— W.C.U.N — Pittsburgh!!

JUDGEMENT NIGHT (1993) Dir. Stephen Hopkins. Written by Lewis Colick based on a Story by Jere Cunningham. Starring: Emilio Estevez, Cuba Gooding Jr., Stephen Dorff, Jeremy Piven, Denis Leary, and Peter Greene.

A group of middle-class dudes out for a night on the town end up fighting for their lives in the inner city when their party RV breaks down and they witness Denis Leary murder a body. There's no more plot than that which is perhaps why the subtext is so apparent, well the attempt at subtext. I mean, Denis Leary's verbose villain's entire raison d'etere for continuing to hunt these men throughout the night seems less and less about their witnessing of the murder as the film goes on and more and more about his utter distaste for their safe bourgeois lives. Now, not many genre films wear their subtext on their sleeves and the ones that do tend to be the bad ones, but this isn't the case with Judgement Night which screams its half-baked subtext from the top of its lungs and still manages to be entertaining as hell. An ensemble cast of good guys pitted against a smaller but no less game ensemble cast of baddies give us a B movie we've seen more than once, but makes it all feel fresh. Ultimately it's the performances that elevate it, and surprise, surprise the soundtrack. In fact, if you're of a certain age you might remember Judgement Night's soundtrack more than the film itself. It was one of those nineties staples that everyone seemed to have in their collection at the time, right alongside The Crow and Natural Born Killers.
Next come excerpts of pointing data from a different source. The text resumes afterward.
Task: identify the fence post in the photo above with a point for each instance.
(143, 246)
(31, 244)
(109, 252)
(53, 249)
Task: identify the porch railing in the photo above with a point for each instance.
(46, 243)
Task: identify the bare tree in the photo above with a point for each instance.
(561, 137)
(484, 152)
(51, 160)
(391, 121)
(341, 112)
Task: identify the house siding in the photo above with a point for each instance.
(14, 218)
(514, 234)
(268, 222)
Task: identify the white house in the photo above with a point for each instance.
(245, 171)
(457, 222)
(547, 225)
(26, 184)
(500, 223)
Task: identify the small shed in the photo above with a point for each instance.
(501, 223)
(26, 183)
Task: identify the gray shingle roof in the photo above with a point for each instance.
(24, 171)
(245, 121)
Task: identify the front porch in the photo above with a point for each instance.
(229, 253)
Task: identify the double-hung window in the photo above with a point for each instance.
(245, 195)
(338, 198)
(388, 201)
While there were no real singles to speak of it had an interesting idea behind it that the others did not; each track combined a Rock band with a Rap Group that despite assumptions resulted in some killer tracks. At first listen, this experiment would seem to be little more than a music execs clever idea and have nothing to do with the film other than providing something hip to play under action scenes, but not so here. The soundtrack is actually a perfect companion to and illustration of the film's subtext depicting in every track pairing the central dichotomy of aggression in the film; rich and poor, urban and suburban. The subtext is ultimately so ingrained in the film's story, dialogue, and soundtrack that my only complaint about this forgotten thriller is that the ending gives us no final commentary on this obvious cat in the brain for the writer.